Taipei MRT moves to adopt nicknumbering system

“He’s much too unreasonable,” interrupted the Mathemagician again. “Why, just last month I sent him a very friendly letter, which he never had the courtesy to answer. See for yourself.”

He handed Milo a copy of the letter, which read:

4738 1919,

667 394017 5841 62589
85371 14 39588 7190434 203
27689 57131 481206.

5864 98053,
62179875073

“But maybe he doesn’t understand numbers,” said Milo, who found it a little difficult to read himself.

“NONSENSE!” bellowed the Mathemagician. “Everyone understands numbers….”

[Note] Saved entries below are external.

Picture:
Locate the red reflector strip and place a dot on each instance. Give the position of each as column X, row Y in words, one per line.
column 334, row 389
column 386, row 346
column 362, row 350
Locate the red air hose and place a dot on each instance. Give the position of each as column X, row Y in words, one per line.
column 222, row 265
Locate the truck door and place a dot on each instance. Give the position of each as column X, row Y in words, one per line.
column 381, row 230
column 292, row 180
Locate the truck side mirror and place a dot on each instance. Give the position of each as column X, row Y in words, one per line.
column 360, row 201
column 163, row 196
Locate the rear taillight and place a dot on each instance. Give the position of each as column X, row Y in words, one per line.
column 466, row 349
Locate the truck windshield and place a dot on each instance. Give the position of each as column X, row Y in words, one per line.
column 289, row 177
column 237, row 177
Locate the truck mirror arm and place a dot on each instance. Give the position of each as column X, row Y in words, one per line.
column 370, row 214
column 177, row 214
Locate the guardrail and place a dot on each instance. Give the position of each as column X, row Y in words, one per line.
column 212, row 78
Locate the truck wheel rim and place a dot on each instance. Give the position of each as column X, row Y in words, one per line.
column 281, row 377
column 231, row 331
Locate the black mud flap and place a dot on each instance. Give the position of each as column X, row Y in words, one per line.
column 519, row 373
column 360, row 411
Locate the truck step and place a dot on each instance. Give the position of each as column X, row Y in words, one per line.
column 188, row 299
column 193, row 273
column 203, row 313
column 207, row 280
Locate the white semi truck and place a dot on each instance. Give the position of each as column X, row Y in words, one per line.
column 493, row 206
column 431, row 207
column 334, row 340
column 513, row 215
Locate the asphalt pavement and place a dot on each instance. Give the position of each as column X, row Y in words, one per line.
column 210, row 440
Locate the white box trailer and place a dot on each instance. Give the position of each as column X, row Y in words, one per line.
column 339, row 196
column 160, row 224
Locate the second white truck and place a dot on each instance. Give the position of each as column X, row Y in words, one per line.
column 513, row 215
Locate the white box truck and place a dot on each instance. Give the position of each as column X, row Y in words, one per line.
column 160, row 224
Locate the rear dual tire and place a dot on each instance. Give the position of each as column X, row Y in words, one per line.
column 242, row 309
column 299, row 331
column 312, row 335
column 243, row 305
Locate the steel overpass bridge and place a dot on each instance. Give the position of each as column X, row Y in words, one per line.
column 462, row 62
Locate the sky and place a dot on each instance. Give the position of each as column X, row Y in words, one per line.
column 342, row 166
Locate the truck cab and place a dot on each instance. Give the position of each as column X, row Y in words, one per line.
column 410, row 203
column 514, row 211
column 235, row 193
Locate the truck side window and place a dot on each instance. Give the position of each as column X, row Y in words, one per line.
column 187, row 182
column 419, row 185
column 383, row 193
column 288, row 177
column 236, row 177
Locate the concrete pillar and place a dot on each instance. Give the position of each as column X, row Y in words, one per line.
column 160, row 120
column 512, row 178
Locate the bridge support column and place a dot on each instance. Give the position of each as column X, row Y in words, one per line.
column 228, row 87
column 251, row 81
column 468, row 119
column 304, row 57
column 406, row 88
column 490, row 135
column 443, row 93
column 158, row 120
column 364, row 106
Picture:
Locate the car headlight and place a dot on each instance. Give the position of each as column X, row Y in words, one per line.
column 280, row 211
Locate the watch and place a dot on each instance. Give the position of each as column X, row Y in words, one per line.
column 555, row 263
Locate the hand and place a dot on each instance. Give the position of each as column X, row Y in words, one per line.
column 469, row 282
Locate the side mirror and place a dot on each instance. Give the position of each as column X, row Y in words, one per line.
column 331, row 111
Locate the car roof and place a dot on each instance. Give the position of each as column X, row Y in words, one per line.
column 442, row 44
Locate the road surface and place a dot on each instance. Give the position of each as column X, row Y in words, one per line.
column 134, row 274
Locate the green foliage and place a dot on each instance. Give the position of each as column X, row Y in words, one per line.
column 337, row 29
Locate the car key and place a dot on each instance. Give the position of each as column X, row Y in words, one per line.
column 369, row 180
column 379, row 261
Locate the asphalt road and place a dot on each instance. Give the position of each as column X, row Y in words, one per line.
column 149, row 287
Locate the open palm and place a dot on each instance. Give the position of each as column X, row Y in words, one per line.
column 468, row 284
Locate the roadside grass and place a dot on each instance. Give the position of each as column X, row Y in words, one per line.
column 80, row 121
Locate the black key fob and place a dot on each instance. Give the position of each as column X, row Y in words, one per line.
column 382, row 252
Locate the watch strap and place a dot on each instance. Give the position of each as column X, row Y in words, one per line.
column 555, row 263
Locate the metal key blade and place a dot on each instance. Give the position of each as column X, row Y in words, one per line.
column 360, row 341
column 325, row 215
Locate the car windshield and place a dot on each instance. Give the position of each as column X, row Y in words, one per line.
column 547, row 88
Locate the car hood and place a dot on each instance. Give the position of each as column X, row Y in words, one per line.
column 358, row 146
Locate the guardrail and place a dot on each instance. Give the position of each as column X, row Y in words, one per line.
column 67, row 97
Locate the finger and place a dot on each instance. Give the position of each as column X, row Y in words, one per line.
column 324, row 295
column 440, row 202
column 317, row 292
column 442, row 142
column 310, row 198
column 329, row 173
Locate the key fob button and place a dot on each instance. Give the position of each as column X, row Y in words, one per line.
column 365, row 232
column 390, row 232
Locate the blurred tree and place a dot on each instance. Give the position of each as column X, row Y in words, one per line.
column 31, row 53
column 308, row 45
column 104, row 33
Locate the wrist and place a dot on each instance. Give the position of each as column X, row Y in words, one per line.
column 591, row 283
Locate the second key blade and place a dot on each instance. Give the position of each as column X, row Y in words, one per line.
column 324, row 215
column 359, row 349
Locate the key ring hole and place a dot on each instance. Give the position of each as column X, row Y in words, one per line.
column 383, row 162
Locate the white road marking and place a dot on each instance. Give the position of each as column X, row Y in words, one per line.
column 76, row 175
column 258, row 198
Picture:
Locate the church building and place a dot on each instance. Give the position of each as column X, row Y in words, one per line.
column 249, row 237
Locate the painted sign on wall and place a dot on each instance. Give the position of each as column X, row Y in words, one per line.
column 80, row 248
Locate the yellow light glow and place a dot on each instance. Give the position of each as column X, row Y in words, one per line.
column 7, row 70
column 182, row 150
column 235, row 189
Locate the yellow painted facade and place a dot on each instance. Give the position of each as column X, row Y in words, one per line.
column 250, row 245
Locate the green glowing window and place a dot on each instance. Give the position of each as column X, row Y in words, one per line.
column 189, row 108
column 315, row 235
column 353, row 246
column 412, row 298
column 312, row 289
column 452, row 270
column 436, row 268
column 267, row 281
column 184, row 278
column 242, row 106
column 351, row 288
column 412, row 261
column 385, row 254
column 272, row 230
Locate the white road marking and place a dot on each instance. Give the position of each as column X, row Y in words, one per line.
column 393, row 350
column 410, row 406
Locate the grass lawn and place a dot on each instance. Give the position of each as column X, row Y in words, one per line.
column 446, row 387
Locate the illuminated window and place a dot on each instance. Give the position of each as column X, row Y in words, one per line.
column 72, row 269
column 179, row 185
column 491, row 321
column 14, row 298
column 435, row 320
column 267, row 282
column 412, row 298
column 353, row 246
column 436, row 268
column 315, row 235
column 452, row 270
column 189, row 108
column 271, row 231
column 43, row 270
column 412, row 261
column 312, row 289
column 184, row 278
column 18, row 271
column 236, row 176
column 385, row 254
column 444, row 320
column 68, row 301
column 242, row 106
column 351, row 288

— from The Phantom Tollbooth, by Norton Juster

The Taipei MRT system has announced that it may be adopting a nicknumbering system for stations within the system.

Bad idea.

And, really, it should be obvious even to city officials what a bad idea this is, given what a complete failure the city’s previous attempt at a nicknumbering system was. (The old attempt, from 2000, had Ma Ying-jeou adding things such as “4th Blvd” to road signs rather than simply fix the signs to use correct Hanyu Pinyin. But the MRT system has used Hanyu Pinyin for years, so foreigners aren’t complaining about a lack of that in 2015.)

I have, however, been complaining for many years about mistakes in the names of some MRT stations and how the MRT system has chosen some bad names. To no avail. But when a politician with no particular history that I’ve seen of giving a damn about what foreigners in Taiwan want decides to grandstand his half-cocked notion, the authorities behind the MRT system jump to implement it, no matter what the supposed beneficiaries might want. Shame on them.

Indeed, this particular politician’s history is of opposition to what foreigners want in terms of signage, as shown by his partisan remarks in favor of Tongyong Pinyin (which is widely despised by Taiwan’s foreign population) and against Hanyu Pinyin (which is almost universally preferred). So I see ample reason to question his motives here.

This new nicknumbering system, by which MRT stations will be assigned additional names (e.g., “R13” and “O11”, for one particular station) is being touted as something aimed at helping foreigners. But I know of no foreigners who have needed any great help on the MRT system — at least not since the city finally implemented Hanyu Pinyin many years ago. Certainly there has been no great outcry from foreigners for any change of this sort. Instead, the nicknumbering system is simply a bad idea that will make things worse, not better. And it will be expensive to implement — money down the drain.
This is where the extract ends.